Что ж, как можно бы предположить, отношение Леонова к Сталину—фаталистическое, рефлективное, историческое—совершенно не свойственно другим советским писателям. Большинство из них, особенно молодые, вовсе не признают за Сталиным никаких заслуг. Хотя я хорошо помню случай, имевший место год или два спустя после нашей беседы с Леоновым. Мы возвращались па машине в Москву с человеком, которого я хорошо знал: «солдат революции», юношей сражавшийся в гражданскую войну. Была поздняя летняя ночь. На горизонте над высотной башней университета виднелась красная звезда. Университетский город на Ленинских (когда-то Воробьевых) Горах выстроил Сталин. Мой спутник сказал: «Я знаю, вам это здание не нравится. Понимаю, ничего прекрасного в нем нет. Но стоит мне его увидеть, как я про себя думаю: черт побери, старый дьявол и тут преуспел!».

3

Кем и каков был Сталин? Ныне ясно, что он изменил облик нашей жизни (не только в собственной, но и во всех наших странах) несравнимо больше, чем любой из тех, о ком я пишу в этой книге. И все же, когда речь заходит о нем, невероятно трудно отыскать какие-либо объективные данные даже о простых, прозаических, внешних деталях. Почти все встречавшиеся с ним, его соотечественники и иностранцы, взирали на него либо через пелену героико-почитания, либо сквозь туман острой вражды. Это, видимо, мешало им прийти к согласию в отношении не только характера Сталина, но даже и его внешности. Например, Джилас, который, будучи членом югославских миссий, провел с ним множество часов, утверждает, что у Сталина было узкое короткое туловище и непропорционально длинные ноги. (Подобно Ленину и большинству из первого поколения советских вождей, Сталин был очень невысок, ростом не больше пяти футов двух дюймов (около 155 см.—Пе-рев.). Кварони, бывший три года итальянским послом в Москве, столь же убежденно заявляет, что у Сталина был плотный, мощный торс и короткие толстые ноги. Чему из написанного верить?

Сталин—единственный из героев моих очерков, кого я никогда не встречал. Очень жаль, что случай так и не представился. Не то чтобы я смог многое добавить к уже сказанному, но, по крайней мере, успокоился бы по поводу таких вот мелочей. У меня было бы одно маленькое, но ощутимое преимущество перед большинством его собеседников—я был бы куда более беспристрастен. Среди описаний иностранцев (а их не так много) самыми достоверными я склонен считать сделанные Джиласом. В них, несомненно, чувствуется и более острый взгляд и более чуткий слух, чем в любых других. Вот какой разговор состоялся у него со Сталиным в 1944 году, в то время, когда Рузвельт и Черчилль поздравляли друг друга с ловкостью, с какой они ладят с Дядюшкой Джо:

«Вы, может, полагаете—на том только основании, что мы союзники англичан,—будто мы забыли, кто они такие и кто такой Черчилль. Им ничто не доставляет большего удовольствия, как обвести своих союзников вокруг пальца. Во время первой мировой войны они постоянно обманывали русских и французов. А Черчилль? Черчилль—это человек, который у вас из кармана копейку утащит, если вы за ним не будете приглядывать. Да, да, копейку утащит из кармана! Ей-Богу, утащит из кармана копейку. А Рузвельт? Рузвельт не таков. Этот руку запускает только за крупной монетой. А вот Черчилль—Черчилль и за копейку готов...»
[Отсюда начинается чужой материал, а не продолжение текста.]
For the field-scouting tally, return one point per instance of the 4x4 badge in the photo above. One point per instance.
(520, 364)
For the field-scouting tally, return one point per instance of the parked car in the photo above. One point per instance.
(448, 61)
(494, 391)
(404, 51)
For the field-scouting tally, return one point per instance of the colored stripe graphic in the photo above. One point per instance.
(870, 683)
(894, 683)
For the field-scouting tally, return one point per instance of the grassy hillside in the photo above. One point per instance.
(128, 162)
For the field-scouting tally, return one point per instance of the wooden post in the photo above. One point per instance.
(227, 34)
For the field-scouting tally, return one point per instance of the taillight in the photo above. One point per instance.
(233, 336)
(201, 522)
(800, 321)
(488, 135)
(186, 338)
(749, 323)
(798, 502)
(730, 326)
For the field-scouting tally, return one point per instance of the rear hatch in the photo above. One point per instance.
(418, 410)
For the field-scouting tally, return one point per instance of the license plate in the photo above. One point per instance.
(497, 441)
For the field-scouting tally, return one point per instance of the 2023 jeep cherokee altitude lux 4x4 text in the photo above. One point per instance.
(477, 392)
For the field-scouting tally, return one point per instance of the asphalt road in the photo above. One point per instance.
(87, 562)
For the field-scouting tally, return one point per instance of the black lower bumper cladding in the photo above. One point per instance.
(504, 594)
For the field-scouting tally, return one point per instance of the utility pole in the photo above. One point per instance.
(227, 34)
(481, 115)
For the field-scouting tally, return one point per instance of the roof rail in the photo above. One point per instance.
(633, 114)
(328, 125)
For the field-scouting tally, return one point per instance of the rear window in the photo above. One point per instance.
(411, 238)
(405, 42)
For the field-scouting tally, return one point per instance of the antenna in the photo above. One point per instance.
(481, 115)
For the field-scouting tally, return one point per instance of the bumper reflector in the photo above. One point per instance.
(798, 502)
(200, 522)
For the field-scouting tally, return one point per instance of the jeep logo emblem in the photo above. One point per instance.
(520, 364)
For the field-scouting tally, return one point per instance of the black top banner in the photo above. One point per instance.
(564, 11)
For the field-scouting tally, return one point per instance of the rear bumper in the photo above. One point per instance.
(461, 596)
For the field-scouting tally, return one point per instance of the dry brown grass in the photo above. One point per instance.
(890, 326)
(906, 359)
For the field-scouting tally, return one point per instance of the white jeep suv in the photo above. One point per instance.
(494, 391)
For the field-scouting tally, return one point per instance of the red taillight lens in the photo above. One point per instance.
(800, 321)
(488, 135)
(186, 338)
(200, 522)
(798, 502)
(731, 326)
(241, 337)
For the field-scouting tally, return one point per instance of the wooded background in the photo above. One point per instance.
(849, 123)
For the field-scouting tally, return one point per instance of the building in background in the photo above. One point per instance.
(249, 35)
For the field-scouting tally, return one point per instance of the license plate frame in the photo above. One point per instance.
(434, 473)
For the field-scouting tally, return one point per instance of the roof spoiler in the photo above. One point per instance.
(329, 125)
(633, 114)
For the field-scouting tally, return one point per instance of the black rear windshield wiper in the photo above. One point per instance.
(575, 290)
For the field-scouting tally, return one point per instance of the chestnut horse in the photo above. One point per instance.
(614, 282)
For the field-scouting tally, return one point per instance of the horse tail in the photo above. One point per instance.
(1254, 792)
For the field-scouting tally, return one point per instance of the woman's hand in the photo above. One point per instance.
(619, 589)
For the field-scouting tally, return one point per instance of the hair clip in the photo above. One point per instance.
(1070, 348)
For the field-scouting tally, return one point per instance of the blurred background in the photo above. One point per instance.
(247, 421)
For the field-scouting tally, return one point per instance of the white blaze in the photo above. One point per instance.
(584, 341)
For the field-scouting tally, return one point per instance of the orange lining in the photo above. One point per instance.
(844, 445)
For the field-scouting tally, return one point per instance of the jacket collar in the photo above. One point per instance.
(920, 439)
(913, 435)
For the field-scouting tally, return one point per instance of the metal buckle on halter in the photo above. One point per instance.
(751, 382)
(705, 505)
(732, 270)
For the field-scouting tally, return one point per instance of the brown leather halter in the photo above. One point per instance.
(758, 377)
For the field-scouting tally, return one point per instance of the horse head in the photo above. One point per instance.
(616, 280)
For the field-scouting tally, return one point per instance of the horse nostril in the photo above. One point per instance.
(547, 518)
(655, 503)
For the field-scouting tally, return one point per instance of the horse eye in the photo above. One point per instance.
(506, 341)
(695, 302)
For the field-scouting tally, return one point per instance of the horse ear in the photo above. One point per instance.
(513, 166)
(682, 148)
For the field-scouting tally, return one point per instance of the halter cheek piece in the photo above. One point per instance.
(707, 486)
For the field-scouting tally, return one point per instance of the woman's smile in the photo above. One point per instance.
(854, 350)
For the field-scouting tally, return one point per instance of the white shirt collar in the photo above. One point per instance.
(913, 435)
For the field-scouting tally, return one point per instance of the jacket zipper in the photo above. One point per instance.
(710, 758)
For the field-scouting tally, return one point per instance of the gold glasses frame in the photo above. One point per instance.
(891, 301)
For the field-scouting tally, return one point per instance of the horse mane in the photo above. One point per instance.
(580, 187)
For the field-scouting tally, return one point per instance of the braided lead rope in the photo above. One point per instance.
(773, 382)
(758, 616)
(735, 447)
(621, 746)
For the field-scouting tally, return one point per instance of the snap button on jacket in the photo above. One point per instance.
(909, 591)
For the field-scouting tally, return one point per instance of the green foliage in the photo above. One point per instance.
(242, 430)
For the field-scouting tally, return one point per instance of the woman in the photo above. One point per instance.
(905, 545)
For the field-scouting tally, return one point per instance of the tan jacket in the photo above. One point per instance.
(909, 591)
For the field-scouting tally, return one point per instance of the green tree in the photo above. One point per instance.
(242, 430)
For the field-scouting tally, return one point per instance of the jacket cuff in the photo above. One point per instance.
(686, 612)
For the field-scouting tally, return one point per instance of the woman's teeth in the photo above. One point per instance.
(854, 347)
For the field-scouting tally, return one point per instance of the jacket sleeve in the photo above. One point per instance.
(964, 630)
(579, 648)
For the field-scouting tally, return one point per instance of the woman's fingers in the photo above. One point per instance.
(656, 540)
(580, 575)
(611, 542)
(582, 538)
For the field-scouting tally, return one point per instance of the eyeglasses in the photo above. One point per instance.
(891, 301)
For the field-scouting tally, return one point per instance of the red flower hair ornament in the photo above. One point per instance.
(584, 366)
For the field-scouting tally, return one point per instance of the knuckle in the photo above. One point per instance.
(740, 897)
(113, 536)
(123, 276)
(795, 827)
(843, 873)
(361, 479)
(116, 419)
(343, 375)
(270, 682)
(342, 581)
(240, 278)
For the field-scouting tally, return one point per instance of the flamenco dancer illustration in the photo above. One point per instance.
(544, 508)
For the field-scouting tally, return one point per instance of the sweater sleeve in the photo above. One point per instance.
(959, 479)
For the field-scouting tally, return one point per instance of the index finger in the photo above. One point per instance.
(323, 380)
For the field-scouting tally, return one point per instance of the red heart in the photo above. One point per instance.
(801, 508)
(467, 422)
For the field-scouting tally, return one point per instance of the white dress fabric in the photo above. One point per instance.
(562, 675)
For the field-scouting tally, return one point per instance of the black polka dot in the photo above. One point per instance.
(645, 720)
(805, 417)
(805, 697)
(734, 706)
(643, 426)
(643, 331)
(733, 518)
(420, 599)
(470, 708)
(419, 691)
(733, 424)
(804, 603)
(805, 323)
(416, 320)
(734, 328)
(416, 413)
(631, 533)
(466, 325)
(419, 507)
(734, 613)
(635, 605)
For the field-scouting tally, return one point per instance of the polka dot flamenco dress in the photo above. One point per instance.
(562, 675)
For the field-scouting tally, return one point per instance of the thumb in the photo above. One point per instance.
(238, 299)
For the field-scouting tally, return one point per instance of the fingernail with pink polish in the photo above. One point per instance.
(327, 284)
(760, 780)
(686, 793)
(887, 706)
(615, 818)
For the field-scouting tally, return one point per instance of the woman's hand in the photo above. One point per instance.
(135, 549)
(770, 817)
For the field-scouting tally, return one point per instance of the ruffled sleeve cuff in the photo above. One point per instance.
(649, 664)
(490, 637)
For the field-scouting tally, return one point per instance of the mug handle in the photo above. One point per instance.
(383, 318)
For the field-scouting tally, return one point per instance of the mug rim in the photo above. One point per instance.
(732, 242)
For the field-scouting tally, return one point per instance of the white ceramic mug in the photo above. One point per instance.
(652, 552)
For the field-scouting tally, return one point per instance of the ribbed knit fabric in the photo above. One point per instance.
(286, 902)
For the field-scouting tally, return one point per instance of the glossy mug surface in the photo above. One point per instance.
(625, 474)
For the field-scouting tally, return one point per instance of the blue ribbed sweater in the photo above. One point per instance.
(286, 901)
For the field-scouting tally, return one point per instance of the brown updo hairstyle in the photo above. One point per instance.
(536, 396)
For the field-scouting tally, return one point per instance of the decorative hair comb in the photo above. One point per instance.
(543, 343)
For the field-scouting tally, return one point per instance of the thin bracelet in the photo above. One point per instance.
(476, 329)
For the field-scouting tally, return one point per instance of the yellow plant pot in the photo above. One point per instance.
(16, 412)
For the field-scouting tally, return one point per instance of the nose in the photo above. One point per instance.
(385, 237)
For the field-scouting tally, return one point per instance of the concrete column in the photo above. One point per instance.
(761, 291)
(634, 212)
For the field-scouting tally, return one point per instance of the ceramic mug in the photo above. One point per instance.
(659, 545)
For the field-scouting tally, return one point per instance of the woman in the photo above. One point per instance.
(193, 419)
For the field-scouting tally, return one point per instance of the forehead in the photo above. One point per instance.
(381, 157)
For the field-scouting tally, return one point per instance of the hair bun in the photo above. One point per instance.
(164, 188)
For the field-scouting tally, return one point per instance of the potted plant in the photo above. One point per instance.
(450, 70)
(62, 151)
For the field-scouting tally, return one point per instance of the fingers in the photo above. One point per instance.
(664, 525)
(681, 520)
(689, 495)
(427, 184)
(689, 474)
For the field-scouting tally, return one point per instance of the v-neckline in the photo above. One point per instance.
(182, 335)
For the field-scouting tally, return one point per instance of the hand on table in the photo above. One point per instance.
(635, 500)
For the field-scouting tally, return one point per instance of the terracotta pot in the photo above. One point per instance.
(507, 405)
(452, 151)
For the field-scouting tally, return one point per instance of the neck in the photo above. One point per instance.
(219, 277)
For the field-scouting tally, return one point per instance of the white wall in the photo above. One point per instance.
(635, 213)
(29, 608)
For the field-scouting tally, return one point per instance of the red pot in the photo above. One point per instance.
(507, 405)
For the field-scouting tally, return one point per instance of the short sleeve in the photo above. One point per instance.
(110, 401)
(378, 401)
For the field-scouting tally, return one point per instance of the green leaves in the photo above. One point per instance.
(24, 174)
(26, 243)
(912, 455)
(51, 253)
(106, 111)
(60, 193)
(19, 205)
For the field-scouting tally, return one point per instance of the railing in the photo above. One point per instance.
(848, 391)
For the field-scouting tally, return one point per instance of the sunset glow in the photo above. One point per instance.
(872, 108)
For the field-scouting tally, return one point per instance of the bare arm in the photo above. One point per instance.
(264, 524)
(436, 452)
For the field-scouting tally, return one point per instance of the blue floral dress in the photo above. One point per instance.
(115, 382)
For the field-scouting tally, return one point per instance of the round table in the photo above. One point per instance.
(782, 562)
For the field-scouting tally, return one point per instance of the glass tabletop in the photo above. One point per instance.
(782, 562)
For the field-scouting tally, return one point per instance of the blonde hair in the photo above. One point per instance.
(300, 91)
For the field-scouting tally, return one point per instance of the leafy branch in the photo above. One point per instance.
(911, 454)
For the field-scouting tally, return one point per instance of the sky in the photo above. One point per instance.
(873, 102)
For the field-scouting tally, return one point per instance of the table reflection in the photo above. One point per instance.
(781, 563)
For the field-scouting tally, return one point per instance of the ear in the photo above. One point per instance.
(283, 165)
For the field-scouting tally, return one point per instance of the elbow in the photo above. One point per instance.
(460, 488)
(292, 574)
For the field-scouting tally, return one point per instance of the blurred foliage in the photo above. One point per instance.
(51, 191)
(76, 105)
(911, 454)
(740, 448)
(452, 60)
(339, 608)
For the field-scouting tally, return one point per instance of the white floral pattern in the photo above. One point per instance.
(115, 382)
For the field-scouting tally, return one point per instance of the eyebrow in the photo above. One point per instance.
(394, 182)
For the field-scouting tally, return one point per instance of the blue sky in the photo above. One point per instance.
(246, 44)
Звучит достоверно. Если этого не было, то у Джиласа незаурядный талант романиста. Все ж страдает он двумя недостатками, из-за которых я с сомнением отношусь к нему как к источнику достоверному. Первый (и важнейший)—он вероотступник, т.е. когда-то он возложил все свои надежды на советский коммунизм и на того же Сталина, а после обнаружил, что пера сия его покинула. Такого рода отрицающее обращение (будь то в политике или религии) порою творит чудеса в искусстве, но, как правило, отнюдь не дает эталона объективной точности. Другой недостаток Джиласа не столь значителен, зато любопытен. Он выглядит излишне благородным в своей компании. Этого трудно ожидать от черногорца и солдата-партизана, да вот поди ж ты, он без устали повторяет, как отвращали его бурные попойки, щепетильно не приемлет грубые мужские шуточки. Между тем, эти черты русского обихода очень похожи (за исключением мелочей) на то, с чем свыклись и англичане с американцами. Джилас попросту никак не мог стать свойским парнем, и это, по-видимому, с самого начала обрекло его на роль чужака.

Я только вот обронил, что был бы более беспристрастен, чем большинство тех, кто беседовал со Сталиным. На сей счет, полагаю, стоит объясниться получше, ибо тут затронуты две различные вещи: мое чувство к России и мое отношение к советской системе.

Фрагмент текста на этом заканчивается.